Members of the Wagner Group, a Russian mercenary organization, may be heading next to the West African nation of Niger following a military coup in that country last week, Andres Unga, head of the Africa and Middle East office at the Estonian Ministry of Foreign Affairs, says.
Appearing on ETV program "Ringvaade suvel," Unga said that there had been signs of hope for Niger progressing down the route of a more democratic order until last week's coup, the fourth in recent years.
Demonstrators on the streets of Niamey have been seen waving the Russian flag, a development which Unga said was not clear in its origins – adding that some conclusions can be drawn based on what had been occurring in the region prior to the coup.
"If we take a look at the countries bordering Niger – for example Mali – where there was a similar coup, or if we look at the Central African Republic, both of these have demonstrated hallmarks of the activities of the Wagner Group; these flags don't just emerge on the streets apropos of nothing. So we can see the ears, though we may not see the whole rabbit just yet," Unga said, deploying an Estonian figure of speech.
In any case, the Wagner Group's presence in Niger will soon become apparent, Unga went on.
"While it might be wrong to make predictions in situations like these, I personally think that in due course, this can transpire."
"If we examine the Wagner Group's activities in Africa, these have never been purely military in character.

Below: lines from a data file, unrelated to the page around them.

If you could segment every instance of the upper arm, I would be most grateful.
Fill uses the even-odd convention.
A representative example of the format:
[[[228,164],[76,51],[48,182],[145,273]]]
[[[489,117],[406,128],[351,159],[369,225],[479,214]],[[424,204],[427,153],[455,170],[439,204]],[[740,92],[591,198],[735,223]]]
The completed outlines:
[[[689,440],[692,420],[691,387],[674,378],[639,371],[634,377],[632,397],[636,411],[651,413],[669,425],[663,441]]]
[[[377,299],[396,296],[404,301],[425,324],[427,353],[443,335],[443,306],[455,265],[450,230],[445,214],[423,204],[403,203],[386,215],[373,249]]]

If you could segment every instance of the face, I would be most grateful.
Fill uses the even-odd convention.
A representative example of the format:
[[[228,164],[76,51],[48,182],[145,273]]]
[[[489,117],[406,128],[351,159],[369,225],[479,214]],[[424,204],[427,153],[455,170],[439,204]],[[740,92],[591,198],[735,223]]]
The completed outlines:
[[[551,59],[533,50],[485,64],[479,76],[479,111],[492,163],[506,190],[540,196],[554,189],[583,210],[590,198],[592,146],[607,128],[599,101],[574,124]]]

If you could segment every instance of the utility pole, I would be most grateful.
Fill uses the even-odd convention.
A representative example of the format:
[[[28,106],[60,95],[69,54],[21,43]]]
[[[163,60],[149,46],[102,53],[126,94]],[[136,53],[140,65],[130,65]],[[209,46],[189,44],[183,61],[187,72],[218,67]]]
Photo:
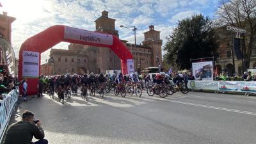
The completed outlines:
[[[241,38],[241,34],[245,34],[246,33],[246,30],[244,29],[241,29],[239,28],[236,28],[234,26],[227,26],[227,30],[228,31],[231,31],[231,38],[232,38],[232,60],[233,60],[233,69],[234,69],[234,72],[236,73],[236,69],[235,69],[235,58],[234,58],[234,38],[235,36],[233,36],[232,35],[232,32],[236,32],[236,38]],[[242,48],[242,67],[243,67],[243,72],[244,71],[244,47],[242,45],[241,46]]]

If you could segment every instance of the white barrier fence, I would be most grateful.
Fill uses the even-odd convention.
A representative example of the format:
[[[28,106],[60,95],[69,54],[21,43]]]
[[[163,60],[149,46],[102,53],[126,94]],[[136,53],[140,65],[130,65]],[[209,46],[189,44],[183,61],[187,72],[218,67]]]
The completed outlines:
[[[188,87],[198,90],[256,93],[255,81],[189,81]]]
[[[3,99],[0,100],[0,142],[3,140],[4,132],[18,100],[19,92],[13,90],[8,94],[3,94]]]

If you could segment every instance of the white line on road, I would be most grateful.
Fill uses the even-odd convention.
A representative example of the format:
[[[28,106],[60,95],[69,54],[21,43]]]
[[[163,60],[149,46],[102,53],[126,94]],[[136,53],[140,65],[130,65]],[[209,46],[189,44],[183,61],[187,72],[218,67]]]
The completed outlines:
[[[174,95],[177,96],[184,96],[182,95]],[[225,100],[226,101],[229,101],[229,100],[234,100],[234,101],[239,101],[239,102],[256,102],[256,101],[251,101],[251,100],[239,100],[239,99],[227,99],[227,98],[221,98],[221,97],[208,97],[208,96],[200,96],[200,95],[186,95],[187,97],[207,97],[207,98],[211,98],[211,99],[222,99],[222,100]]]
[[[223,111],[231,111],[231,112],[235,112],[235,113],[247,114],[247,115],[256,115],[256,113],[246,111],[240,111],[240,110],[234,109],[227,109],[227,108],[221,108],[221,107],[211,106],[207,106],[207,105],[194,104],[194,103],[182,102],[182,101],[178,101],[178,100],[168,100],[168,101],[179,103],[179,104],[191,105],[191,106],[194,106],[204,107],[204,108],[220,109],[220,110],[223,110]]]

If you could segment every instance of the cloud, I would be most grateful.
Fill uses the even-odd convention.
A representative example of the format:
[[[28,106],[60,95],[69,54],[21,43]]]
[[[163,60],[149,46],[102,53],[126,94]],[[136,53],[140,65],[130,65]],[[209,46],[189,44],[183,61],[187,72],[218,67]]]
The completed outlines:
[[[182,19],[186,19],[187,17],[189,17],[195,14],[200,14],[200,12],[195,10],[188,10],[186,12],[179,12],[176,15],[172,16],[172,19],[170,19],[168,21],[175,24],[178,22],[178,20],[180,20]]]
[[[153,19],[145,15],[140,15],[133,20],[132,24],[135,26],[150,25],[153,22]]]
[[[150,4],[145,4],[142,5],[141,7],[140,7],[139,12],[142,12],[143,15],[152,15],[154,13],[153,7]]]
[[[17,19],[12,24],[12,45],[18,57],[21,44],[28,38],[56,24],[63,24],[94,31],[94,20],[101,12],[109,12],[109,17],[116,19],[116,29],[120,38],[134,42],[133,31],[120,28],[120,25],[138,28],[137,43],[144,39],[143,32],[148,26],[156,25],[161,38],[172,33],[178,20],[193,13],[204,13],[205,8],[217,3],[209,0],[2,0],[0,11]],[[212,4],[212,5],[211,5]],[[208,10],[207,8],[206,8]],[[207,12],[212,13],[214,12]],[[170,19],[168,20],[168,19]],[[67,49],[68,43],[53,47]],[[42,61],[48,58],[49,51],[42,54]]]

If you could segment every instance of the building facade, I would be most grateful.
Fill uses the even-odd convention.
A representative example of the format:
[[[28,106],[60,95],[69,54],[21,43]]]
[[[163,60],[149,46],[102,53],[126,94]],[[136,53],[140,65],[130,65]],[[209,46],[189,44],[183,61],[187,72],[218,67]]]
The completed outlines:
[[[115,29],[115,19],[108,17],[108,12],[103,11],[102,15],[95,20],[95,31],[118,36]],[[129,44],[122,40],[131,52],[134,58],[134,68],[139,73],[145,67],[157,67],[155,61],[158,56],[162,60],[160,31],[156,31],[154,26],[144,33],[142,45]],[[50,52],[53,59],[53,73],[63,74],[83,73],[105,73],[107,70],[120,70],[121,61],[111,49],[106,47],[91,47],[70,44],[68,50],[54,49]]]
[[[0,14],[0,38],[4,38],[12,44],[12,23],[16,19],[7,15],[6,12]]]
[[[51,63],[47,63],[40,66],[41,75],[44,76],[52,76],[52,64]]]
[[[216,29],[216,38],[220,44],[215,61],[216,75],[220,75],[222,71],[226,71],[228,76],[241,76],[243,74],[242,60],[237,60],[233,49],[233,40],[236,36],[235,33],[227,30],[227,26]],[[250,68],[256,68],[255,45],[252,52]]]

There has also been a very strong economic element to this, meaning Wagner has also participated in transactions that have directly benefited them, be it in mining precious metals, or in oil. It is common knowledge that Niger has mineral resources, and my belief is that Wagner's people have some interest in that," Unga went on.
"At the same time, it also has to be conceded that Wagner's previous actions have made the countries of the region more cautious. But again, we do not know all the motives and thoughts going on inside the heads of the coup plotters. So I believe that something could arise there," he added.
Niger is known for its uranium, some of the most extensive in the world in fact, while, according to Unga, 20 percent of Europe's uranium reserves are reportedly of Nigerien origin. At the same time, there have been no interruptions in this chain so far.
According to Unga, what is happening in Niger also affects Estonia, since there have been different levels of cooperation between the two countries in recent years. For instance, Niger has been interested in Estonia's digital experience, he said.
Whether any Estonian Defense Forces (EDF) personnel will be deployed to Niger is hard to say, Unga added.
"If the situation is favorable, our defense forces could potentially go there," he said.
Andres Unga was talking to Anna Pihl on Tuesday's edition of "Ringvaade. Suvel".
The Ministry of Defense recently submitted for a round of approvals a draft Riigikogu resolution that would authorize up to five EDF service members being set as part of an EU military mission to Niger.
President Mohamed Bazoum, elected two years ago in what has been reported as Niger's first peaceful, democratic transfer of power since gaining independence from France, was overthrown in a coup late last month.